Actually, that and a bit more happened. While still investigating the
zero-life principal thing resulting from my kdc.conf not being read, I
tried specifying a variety of things on the modprinc subcommand in kadmin.
-maxlife 10 generated a negative maxlife result, where
abs(lifetime) == time since 10 a.m. local time
-maxlife 10h generated a positive maxlife result, where the
-maxlife "10 h" lifetime seems to be the amount of time
remaining to the top of the next hour!
-maxlife 10hours correctly generated the intended maxlife value
-maxlife "10 hours"
-maxlife 10h30m syntax error
-maxlife "10h 30m" syntax error
-maxlife "10 hours 30 minutes" correctly generated the intended maxlife value
Thanks for your explanation of how this is supposed to work.

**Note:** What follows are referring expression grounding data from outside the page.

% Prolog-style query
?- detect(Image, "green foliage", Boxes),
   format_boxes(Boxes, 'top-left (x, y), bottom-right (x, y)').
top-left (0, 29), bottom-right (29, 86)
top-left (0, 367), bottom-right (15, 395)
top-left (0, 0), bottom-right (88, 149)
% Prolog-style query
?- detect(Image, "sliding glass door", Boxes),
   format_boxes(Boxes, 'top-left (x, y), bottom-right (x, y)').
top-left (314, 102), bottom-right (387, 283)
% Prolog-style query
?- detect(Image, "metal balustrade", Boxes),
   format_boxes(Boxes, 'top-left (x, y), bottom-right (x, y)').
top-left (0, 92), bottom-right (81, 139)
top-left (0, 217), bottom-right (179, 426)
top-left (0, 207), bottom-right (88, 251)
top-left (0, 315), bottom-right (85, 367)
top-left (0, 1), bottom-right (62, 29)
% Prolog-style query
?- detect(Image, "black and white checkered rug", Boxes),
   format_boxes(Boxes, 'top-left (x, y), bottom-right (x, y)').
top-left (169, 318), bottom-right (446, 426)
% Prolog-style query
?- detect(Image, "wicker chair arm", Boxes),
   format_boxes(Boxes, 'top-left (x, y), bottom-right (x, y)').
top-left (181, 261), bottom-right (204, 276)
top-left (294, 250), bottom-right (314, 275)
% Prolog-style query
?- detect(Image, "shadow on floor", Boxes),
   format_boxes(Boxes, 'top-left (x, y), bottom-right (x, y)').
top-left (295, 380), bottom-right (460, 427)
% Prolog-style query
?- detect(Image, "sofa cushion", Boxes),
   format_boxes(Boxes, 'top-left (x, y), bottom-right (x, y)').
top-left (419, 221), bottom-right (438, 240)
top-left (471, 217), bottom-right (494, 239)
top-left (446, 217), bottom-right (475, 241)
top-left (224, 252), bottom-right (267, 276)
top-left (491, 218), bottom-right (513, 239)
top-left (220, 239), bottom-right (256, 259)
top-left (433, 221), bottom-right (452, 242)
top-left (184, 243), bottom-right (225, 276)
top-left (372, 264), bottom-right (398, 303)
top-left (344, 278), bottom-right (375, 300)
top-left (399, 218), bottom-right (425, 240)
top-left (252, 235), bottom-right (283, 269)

>This is obviously a design flaw, because a very natural sysadmin
>behavior (specifying the seconds explicitly) gives such unexpected and
>confusing results. I thought we had decided on a fix for this but it
>seems to have been missed; I'll make sure it gets addressed.
Agreed.
The documentation (V5 System Administrator's Guide for beta 7, section 3.2,
page 8) specifies a variety of valid date formats, though it doesn't imply
that the list is exhaustive. An example or two would probably serve to
clarify, though I do think the software should deny any argument resulting
in an illogical or invalid value. Thoughts for your consideration:
(1) Though the format "10h" -- quoted or unquoted -- isn't specifically
listed, I intuitively (but incorrectly) assumed that the same syntax
"10h 0m 0s" used in the sample krb5.conf file would be acceptable
to kadmin. Further, the format `kinit -l10h" is valid though
`kinit -l10h30m' is not. Should all these various formats be made
consistent?
(2) I would presume that some of the date formats should not be
considered valid in certain cases, depending on whether a duration
or time is expected.
(3) My thought is that generating a negative maxlife value could be
prohibited, as it's rather nonsensical (and kadmind doesn't display
it properly anyway)
Maximum ticket life: 0 days -3:-23:-26
And further, should kinit be permitted to generate a ticket with
a negative lifetime when the maxlife value is set this way?